Journal of Danielle
Friday 25th of November 2005
Dani sucked on the end of her pen as she browsed the newspaper, ignoring the chatter of her housemates. She had mixed feelings on leaving the co op where she had spent her first two years of college, but it was time to make room for new folks and she was ready to move on. It had been a good experience and a great way to live...but sometimes the other kids really seemed so...young.
They all thought they were pretty great. Living on their own, many for the first time, surviving the day to day trials of money and food and a world that seemed pitted against the young hippies who called this place home. It was sort of self important, really, though Dani didn't really fault them for it, any more than she faulted herself. She had loved it here; the dinners around the table when they played at being a family, the meals on the counter when they wanted to act like college kids. The messy rooms, the noise...she honest to goodness loved the noise. Heated arguments and music and laughter, clatter and chatter she called it when put together, and the house was always filled with it, twenty four hours a day, seven days a week.
She would miss the people, too. She actually preferred them once they had all gotten passed the initial phase of proving they were intelligent, politically correct, aware, creative, when they had started going about just living their lives and leaving so many dishes in the sink that there were house meetings to deal with the problem.
But...heck, she liked her nice shoes and her clean rooms. She liked her nail polish and her barrettes and she didn't see why one had to wear clothing made entirely of home grown hemp in order to change the world. She was also getting pretty tired of living like a pig.
Maybe, when she got her own apartment, she could even get a dog.
First, though, she needed a job. Probably an internship of some sort, for now. Something that might grow into a better position.
Hmm. Meridian.
She made a big circle around the want ad.
Friday 25th of November 2005
Dani knew that watching the towers collapse over and over was of no help to anyone. The news showed the disaster from every angle and any distance they could manage. So close you could see the people that jumped out the windows when they realized there was no escape. Far enough away to see the dust that would cloud the city for days rise up from the ground.

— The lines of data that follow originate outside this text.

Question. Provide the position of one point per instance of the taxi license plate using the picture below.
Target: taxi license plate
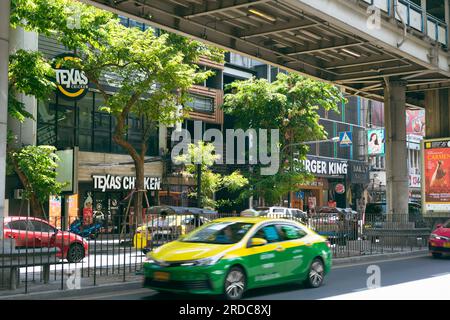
(161, 276)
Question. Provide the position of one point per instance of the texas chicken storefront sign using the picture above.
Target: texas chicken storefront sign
(71, 83)
(110, 182)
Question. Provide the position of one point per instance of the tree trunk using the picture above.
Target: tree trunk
(139, 165)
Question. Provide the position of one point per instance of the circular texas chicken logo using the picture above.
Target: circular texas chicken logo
(72, 83)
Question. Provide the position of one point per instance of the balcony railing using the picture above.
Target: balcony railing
(413, 16)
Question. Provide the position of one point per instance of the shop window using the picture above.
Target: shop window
(65, 137)
(84, 107)
(85, 140)
(102, 141)
(201, 104)
(102, 121)
(65, 115)
(46, 134)
(47, 111)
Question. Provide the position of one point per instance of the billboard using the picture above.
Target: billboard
(375, 138)
(436, 172)
(415, 122)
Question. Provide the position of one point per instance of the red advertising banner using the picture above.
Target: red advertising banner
(437, 175)
(415, 122)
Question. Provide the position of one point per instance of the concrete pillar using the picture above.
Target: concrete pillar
(423, 4)
(397, 195)
(26, 132)
(447, 17)
(4, 49)
(437, 116)
(162, 138)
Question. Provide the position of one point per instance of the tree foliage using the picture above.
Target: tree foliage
(203, 154)
(38, 164)
(150, 74)
(290, 105)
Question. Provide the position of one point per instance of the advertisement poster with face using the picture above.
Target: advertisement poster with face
(87, 210)
(415, 122)
(375, 141)
(437, 175)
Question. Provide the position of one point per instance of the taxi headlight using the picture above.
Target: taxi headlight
(149, 258)
(208, 261)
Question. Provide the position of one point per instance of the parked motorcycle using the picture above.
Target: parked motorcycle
(90, 231)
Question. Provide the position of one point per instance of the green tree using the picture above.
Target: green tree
(290, 105)
(36, 168)
(151, 74)
(29, 73)
(211, 182)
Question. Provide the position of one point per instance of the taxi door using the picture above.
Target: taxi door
(298, 250)
(265, 263)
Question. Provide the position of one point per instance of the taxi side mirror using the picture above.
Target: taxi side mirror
(256, 242)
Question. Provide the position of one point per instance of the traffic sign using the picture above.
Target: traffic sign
(345, 138)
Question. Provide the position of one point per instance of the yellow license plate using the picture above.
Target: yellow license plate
(161, 276)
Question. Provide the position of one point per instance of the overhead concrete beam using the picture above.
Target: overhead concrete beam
(345, 14)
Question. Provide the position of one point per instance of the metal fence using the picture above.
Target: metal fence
(38, 254)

Going to the bathroom to have a good cry was also not in the least productive. She’d been at work for twenty hours so far and could probably blame most of her emotional outburst on exhaustion mixed in with grief, but knowing the problem hardly solved it.
Dani took a deep breath, pulled herself together, and stepped out of the ladies room. She probably should have bothered with making sure she could see straight before she started walking; it would have avoided an embarrassing incident. That incident being walking smack into a six foot five wall that turned out to be Arin Bjorn.
As if the poor man hadn’t seen quite enough from her. She had cc’ed him on a dozen emails today for Meridian’s part in the 9-11 relief effort and whether he knew it or not she had written a lot of the business side of the flying emails as well. It was hard to think of what this meant for the American dollar and plan a blood drive, which was pretty complicated considering where she worked, at the same time, but she had thrown herself into everything at once.
In short, Dani had worked her butt off today when only a few hours away people were running into burning buildings. She did what she could with a keyboard and knew it couldn’t possibly be enough. She was vocal, she was insensitive, she had pushed aside everything but getting that next phone call made, that next letter written, and she was probably the last person Mr. Bjorn wanted to see right now.
All she had wanted was a good cry in peace before she wrote the next proposal.
She muttered her apologies and walked through the nearest door.
She was back in the ladies room.
She grabbed some toilet paper, blew her nose, and splashed some water on her face. Then she told herself to stop wasting time, and went back to her desk.
When she returned, there was an email waiting in her inbox.
Arin Bjorn wanted to speak with her at her earliest convenience.
Friday 25th of November 2005
Dani turned off her electric tooth brush and gave the mirror a foamy smile before rinsing out her mouth and setting the bathroom to rights. She gave the light bruise on her neck a brush with her fingers, still somewhat amazed at just how quickly a puncture wound could heal, and headed to her bedroom, slipping between the covers with a sleepy sigh.
So this was day three.
Arin, sweetheart that he was, had given her the rest of the day off, though she had insisted it really wasn’t necessary. She was, however, tired enough not to argue after the fact and had meekly gone to her room.
She was going to have to start carrying around cookies or something.
Of course, she was quite healthy enough to be someone’s familiar. She was small but that was okay, Arin didn’t need all that much blood and he was responsible enough to be careful. That kind of trust was really what it was all about, in her mind.
A loud snore interrupted her musings and she groaned.
“Faaaatty! Out!”
Apparently ‘out’ was, in dog speak, synonymous with ‘jump on the bed, please.’
Life was good. Crazy and different than she had ever expected, for certain. But good. Funny how little her outlook had changed when everything else had; Dani supposed that people were basically people after all.
Now all she had to do was help the rest of the world see things that way.
“We’re gonna change the world, Fatty.” She looked over and regarded her puppy, grinning. “Don’t worry; you just gotta look cute, I’ll take care of the details.”